Bertemu presiden oleh sebagian masyarakat merupakan sebuah harapan dan keinginan yang diidam-idamkan. Meski penyandang tunanetra, itu bukan halangan bagi Joni Malela untuk tetap berkeinginan bertemu SBY. Lain dengan menteri, pejabat lembaga negara, dan orang-orang di sekitar presiden, bertemu dengan presiden secara langsung adalah sesuatu yang sulit tercapai oleh masyarakat kalangan bawah.
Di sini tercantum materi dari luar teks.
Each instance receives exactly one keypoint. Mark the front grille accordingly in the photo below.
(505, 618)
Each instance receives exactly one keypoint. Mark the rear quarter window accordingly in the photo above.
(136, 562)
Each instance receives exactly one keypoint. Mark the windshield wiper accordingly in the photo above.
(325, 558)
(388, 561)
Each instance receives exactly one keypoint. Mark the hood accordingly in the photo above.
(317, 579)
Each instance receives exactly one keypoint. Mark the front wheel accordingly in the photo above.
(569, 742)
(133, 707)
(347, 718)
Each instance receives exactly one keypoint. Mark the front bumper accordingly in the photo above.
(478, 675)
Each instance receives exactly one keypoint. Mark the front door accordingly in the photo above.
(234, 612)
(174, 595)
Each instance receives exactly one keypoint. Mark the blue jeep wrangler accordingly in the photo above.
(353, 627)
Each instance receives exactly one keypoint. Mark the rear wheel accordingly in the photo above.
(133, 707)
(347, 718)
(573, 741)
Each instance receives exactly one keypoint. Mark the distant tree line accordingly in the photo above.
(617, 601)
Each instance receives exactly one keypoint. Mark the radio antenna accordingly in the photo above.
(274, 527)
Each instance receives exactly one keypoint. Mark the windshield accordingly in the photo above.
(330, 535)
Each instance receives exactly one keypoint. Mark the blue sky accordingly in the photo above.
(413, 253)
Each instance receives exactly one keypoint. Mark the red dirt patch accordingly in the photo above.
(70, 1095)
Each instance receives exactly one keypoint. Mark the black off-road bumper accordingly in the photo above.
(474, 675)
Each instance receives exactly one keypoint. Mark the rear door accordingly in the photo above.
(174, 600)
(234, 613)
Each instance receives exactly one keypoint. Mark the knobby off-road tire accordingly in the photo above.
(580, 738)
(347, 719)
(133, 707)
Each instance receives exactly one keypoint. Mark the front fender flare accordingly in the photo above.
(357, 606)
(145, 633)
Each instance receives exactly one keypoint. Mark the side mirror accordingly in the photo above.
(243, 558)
Panjangnya antrean dan tewasnya Joni Malela saat open house menjadi sebuah pelajaran dan petunjuk bagi kita semua bahwa selama ini ada saluran-saluran yang mampet atau buntu untuk menyampaikan aspirasi rakyat kepada pemerintah.
Selain itu, terkesan sebuah citra bahwa selama ini terbentang jarak yang lebar antara istana dan rakyat jelata. Sehingga, ketika ada sebuah kesempatan bertemu presiden di Istana, rakyat berduyun-duyun pergi ke sana rela antre.
Jauhnya presiden dan Istana dengan rakyat ini bisa terjadi karena. Pertama, Presiden SBY selama ini justru lebih banyak mencurahkan masalah yang dihadapi kepada rakyat. Kita lihat SBY sedikit-sedikit mengeluh. Keluhan SBY yang diekspos media selama ini seolah-olah mengatakan, "Wahai rakyat, aku sedang dizalimi, oleh karena itu aku mengeluh kepadamu." Seringnya SBY curhat kepada rakyat inilah yang membuat SBY lupa akan tugas yang seharusnya menerima aspirasi dari rakyat.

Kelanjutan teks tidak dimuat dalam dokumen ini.